Figure 10 shows system efficiency and fuel cell membrane water mass. The plot of efficiency in Figure 10a only confirms the previous conclusions, but it is quite important to emphasize again the difference in efficiency in the low current range, where lower temperatures give much better results (8% difference between 80 °C and 40 °C at 20 A current). The water mass of the membrane is an important parameter, since the protonic conductivity of a polymer membrane strongly depends on the membrane structure and its water content. In Figure 10b, we see the influence of temperature on the total water mass in the membrane, showing that the water mass correlates with the other operating parameters.

4. Conclusions

Over the past few years, many numerical studies have been completed to simulate the PEM fuel cell; however, modeling the entire system with the novel reduced dimensionality electrochemical fuel cell model explained in Section 2.2.1. has not yet been adequately explored. In this research, the model of the PEM FC system was developed, calibrated, and the auxiliary compressor and humidifier were sized. Design of experiments was performed to find the optimal stack temperature range. The results showed that the simulation was performed in good agreement with the existing data used in the literature. The model is able to successfully extrapolate the profile of key parameters, such as temperature, pressure, power, voltage, etc. Based on this study, the following conclusions can be drawn:

• The cell performance is only slightly changed with the variations in the stoichiometric ratio of the cathode side. The only difference can be seen on high currents (above 45 A).
• Increasing the cell temperature results in increased fuel cell performance at medium to high currents. The optimal working range is determined by the design of experiments and is in the range of 40–60 °C. In future work, a more complex heat and water management system will be applied to the model to see how this auxiliary system affects the efficiency of the overall system.
• In the low current region, due to lower activation losses, low temperature stacks are significantly more efficient (8% difference between 80 °C and 40 °C at 20 A current).
• Compressor addition is justified only in the high current regions where compressor parasitic losses are outweighed by performance gains (22% power gain at maximal load).
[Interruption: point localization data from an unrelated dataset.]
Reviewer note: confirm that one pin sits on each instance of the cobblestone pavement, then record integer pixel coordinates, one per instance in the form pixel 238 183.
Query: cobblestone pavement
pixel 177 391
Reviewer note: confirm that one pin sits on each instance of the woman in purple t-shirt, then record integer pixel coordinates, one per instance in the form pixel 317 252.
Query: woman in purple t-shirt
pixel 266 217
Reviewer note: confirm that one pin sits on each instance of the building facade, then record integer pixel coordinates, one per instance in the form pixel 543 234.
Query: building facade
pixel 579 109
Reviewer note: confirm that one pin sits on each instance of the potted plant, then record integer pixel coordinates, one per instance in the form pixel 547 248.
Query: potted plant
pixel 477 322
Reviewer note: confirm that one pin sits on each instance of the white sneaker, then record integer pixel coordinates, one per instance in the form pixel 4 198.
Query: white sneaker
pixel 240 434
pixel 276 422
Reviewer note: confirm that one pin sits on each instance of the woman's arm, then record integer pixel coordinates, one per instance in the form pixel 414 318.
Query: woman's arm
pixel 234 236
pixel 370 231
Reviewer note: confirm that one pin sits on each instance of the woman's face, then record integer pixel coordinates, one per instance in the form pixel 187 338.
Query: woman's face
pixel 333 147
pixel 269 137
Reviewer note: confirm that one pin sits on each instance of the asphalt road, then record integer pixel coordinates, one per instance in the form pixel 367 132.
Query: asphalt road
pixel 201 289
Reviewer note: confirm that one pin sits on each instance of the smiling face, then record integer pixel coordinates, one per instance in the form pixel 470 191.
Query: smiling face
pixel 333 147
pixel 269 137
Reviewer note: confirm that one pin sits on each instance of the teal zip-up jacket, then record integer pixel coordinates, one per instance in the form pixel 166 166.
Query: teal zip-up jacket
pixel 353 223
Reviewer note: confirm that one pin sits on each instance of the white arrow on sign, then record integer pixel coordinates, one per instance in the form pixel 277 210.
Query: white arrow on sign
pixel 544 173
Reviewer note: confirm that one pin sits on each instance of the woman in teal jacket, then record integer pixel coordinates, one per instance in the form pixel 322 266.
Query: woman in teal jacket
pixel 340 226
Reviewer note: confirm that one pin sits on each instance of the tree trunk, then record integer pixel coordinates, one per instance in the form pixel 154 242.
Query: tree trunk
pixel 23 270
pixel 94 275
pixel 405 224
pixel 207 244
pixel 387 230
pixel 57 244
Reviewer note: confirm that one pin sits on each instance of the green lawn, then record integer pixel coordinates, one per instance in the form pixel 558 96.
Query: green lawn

This work shows the level complexity of the PEM FC system model that can still be simulated in real time, and in future research this model is planned to be used as part of software-in-the-loop testing environment. Since most of the work at our department of mechanical engineering is currently focused on marine technologies, the next step in this research is adding a methanol reformer component to the base model. For marine application, methanol is considered the fuel of the future for large cargo ships due to the safety of storage compared to other alternative fuels. This field has not yet been researched properly, especially in system analysis. In addition to the reformer, the entire system must also be scaled to the level of the ship, which involves complex heat and water management models. This goal is certainly challenging, but the industry’s transition to alternative fuels is imminent, and finding a proper solution for zero emission technology is a must.